ロシアワールドカップ アジア最終予選 グループB 第3節
【記事概要】
6分という長大なロスタイム、山口蛍の一撃で何とか日本は勝利を得る。が、この日本代表は強くもなんともない。これはアジアのレベルが上がってきている、という言葉とは議論の次元が違う。
いったい何が日本をこうまでした。そしてどうにも感じる既視感。そうか、これは醜態を晒し続けた名古屋の姿に近い…
フォーメーション&試合結果
日本代表 |
1-0 1-1 |
1 |
イラク代表 |
ヤバいチーム
不穏を抱えていると言っていい。しかも、ひとつの勝利で降ろせるほど、あっさりとした生易しさではないらしい。
この一戦、動きは追い詰められたチームそのものであった。そしてそれは随分と色濃い。最も顕著な例を挙げれば、選手が頑張りすぎるほどに頑張っているという事実であろう。その懸命さが強ければ強いほど、良くない。
もちろん懸命さ自体が悪いという話ではない。その努力が、とにかく組織に還元されないということが悪い。闇雲に繰り出される努力は、ベクトルが調和しないという意味で害悪だと言っても言い過ぎではない。
底辺でもがく名古屋グランパスで幾度も目にしてきた光景でもある。今季の名古屋を経験したことで「ヤバいチーム」を嗅ぎ取る鼻だけは大きく成長したと断言できる。なんとも皮肉なことではあるが、いちサッカー観戦者として得るものはあったと言えるのかもしれない。もちろん、苦しみに相応しい対価であったかどうかは、存分に議論の余地はある。
話が逸れた。日本代表の話をしていた。まさか日本代表の、しかもアジアでの戦いにおいて、こんな既視感を得るとは想像だにしていなかった。素直な気持ちを話せば、そうなる。
方角
個人の努力が組織に還元されない。それは選手の顔の向きがバラバラであるとも言える。

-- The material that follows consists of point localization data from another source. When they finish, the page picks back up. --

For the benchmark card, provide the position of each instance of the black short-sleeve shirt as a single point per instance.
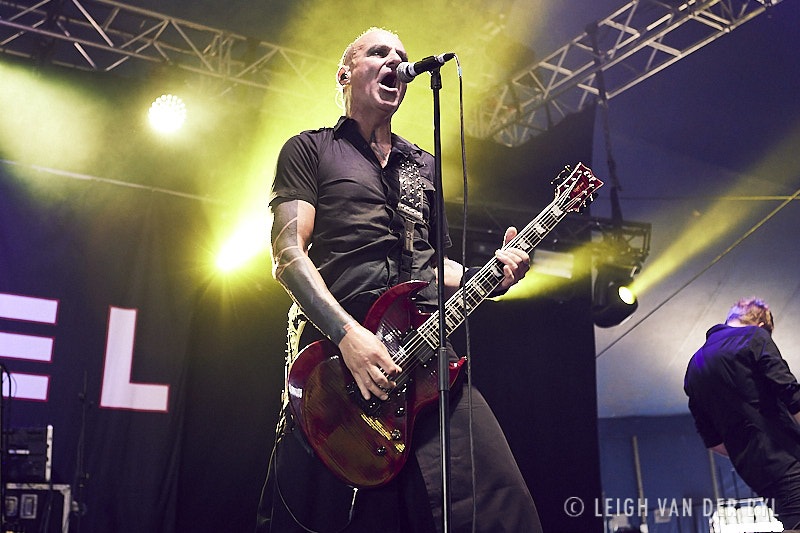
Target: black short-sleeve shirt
(358, 231)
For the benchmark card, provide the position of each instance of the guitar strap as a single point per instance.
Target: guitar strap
(410, 208)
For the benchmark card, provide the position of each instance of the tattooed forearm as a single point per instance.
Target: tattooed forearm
(291, 234)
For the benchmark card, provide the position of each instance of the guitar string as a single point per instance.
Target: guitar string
(410, 357)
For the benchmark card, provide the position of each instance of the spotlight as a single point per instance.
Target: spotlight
(612, 300)
(167, 113)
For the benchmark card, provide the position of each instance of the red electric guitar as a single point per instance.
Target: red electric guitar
(366, 442)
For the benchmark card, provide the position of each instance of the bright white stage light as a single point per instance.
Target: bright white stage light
(167, 113)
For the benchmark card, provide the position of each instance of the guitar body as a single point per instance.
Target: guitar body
(364, 443)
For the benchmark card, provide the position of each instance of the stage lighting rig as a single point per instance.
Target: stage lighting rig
(167, 113)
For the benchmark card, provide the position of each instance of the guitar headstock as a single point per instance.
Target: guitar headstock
(575, 188)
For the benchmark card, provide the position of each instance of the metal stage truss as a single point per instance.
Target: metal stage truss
(104, 35)
(638, 40)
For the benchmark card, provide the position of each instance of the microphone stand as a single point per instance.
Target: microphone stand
(444, 370)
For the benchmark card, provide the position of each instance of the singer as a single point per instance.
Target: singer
(353, 217)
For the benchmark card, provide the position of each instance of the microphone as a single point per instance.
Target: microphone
(406, 72)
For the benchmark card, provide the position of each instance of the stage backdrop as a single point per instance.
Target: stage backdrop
(97, 290)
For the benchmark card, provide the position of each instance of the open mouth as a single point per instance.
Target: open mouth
(389, 81)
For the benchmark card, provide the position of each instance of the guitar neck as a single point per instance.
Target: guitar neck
(489, 277)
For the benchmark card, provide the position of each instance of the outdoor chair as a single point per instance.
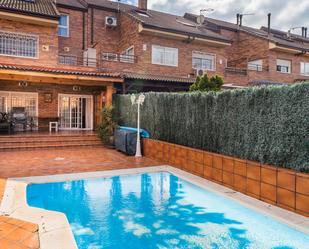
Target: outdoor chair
(19, 118)
(5, 124)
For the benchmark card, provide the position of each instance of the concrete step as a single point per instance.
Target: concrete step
(46, 140)
(48, 146)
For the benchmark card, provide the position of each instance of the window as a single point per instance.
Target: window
(19, 45)
(128, 55)
(256, 65)
(203, 61)
(106, 56)
(67, 59)
(304, 68)
(164, 56)
(283, 66)
(63, 27)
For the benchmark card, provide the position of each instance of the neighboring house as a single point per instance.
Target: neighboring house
(153, 51)
(62, 60)
(262, 56)
(33, 80)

それぞれがそれぞれの考えのもと、良いと思う方角を向いている。が、組織としての力は個の力を一点に集中させるからこそ強度を増す。同じベクトルを結束させるからこそ乗法となる。
何の競技、何のプロジェクトであれ、組織でことを進める限り、個々は同じ方角を向いているべきである。が、当然それが難しい。そんなことは周知ではあるが。ましてやサッカー日本代表チームという負荷の大きい仕事である。求められる組織の強度は生半可ではないと想像できる。
この問題は、システムや戦術といった表皮の部分ではなく、どちらかと言えば、血となり、肉となり、骨となるような、もっと根本的な部分の弱さに思えてならない。どのような目標を持ち、どんな気持ちで挑んでいくのか。
もちろん、どのような目標を持たせ、どんな気持ちで挑ませていくのか、という見方をすれば、監督の仕事が巧くいっていないとも言える。
ザッケローニ以降
振り返れば、ザッケローニ時代、日本代表が同種の問題にぶつかった記憶は薄い。日本代表は同じ方角を見ていた。
バルセロナという革新、その革新が日本に合うかのような幻想、ジャパンマネー目的ではない海外組の増加、そしてその選手たちのパーソナリティー。
おのずと同じ方角を向ける空気があったと言う方が正しい。ザッケローニという監督の手腕が小さいとは言わないが、時代がそうさせたと見た方がいい。
が、その結束が強すぎたが故に今の状況があるとも言える。本田、長友、川島、長谷部などは、極論すれば残滓であり、今ここにあっては困難の原因でしかないのかもしれない。
ハリルホジッチは血や肉や骨に関しては独自のものを定着させていない。それらは古いものを再利用し、どちらかと言えば表皮のみを綺麗に磨き上げてきたように見える。
もちろん全てを入れ替えずらいという気持ちも理解できなくはない。スクラッチアンドビルドには大きな批判というリスクが常に伴う。結果が出る前であっても強風だし、失敗すれば暴風となることは明らか。唯一、明確な成功のみが壁となる。
が、大手術をせず失敗するぐらいならば、もはや大手術をして失敗する方が既に良い。清武、原口の台頭がその呼び水になるか。結論は遠くはない。
あとがき
名古屋グランパスそのもの。うまくいかないチームというのは似た空気を纏うものですね。
改革は必要なように思います。が、歴代の監督を見てもきっかけがなければ、難しいのかもしれない。トルシエも、ジーコも、岡田も打ちのめされた後に大きな変化がやってきました。
ワールドカップに行けないことは論外ですが、中途半端に勝つよりも、手痛い一敗が必要なのかもしれず。オーストラリアに3-0ぐらいでやられれば、モデルチェンジも可能なんでしょうかね。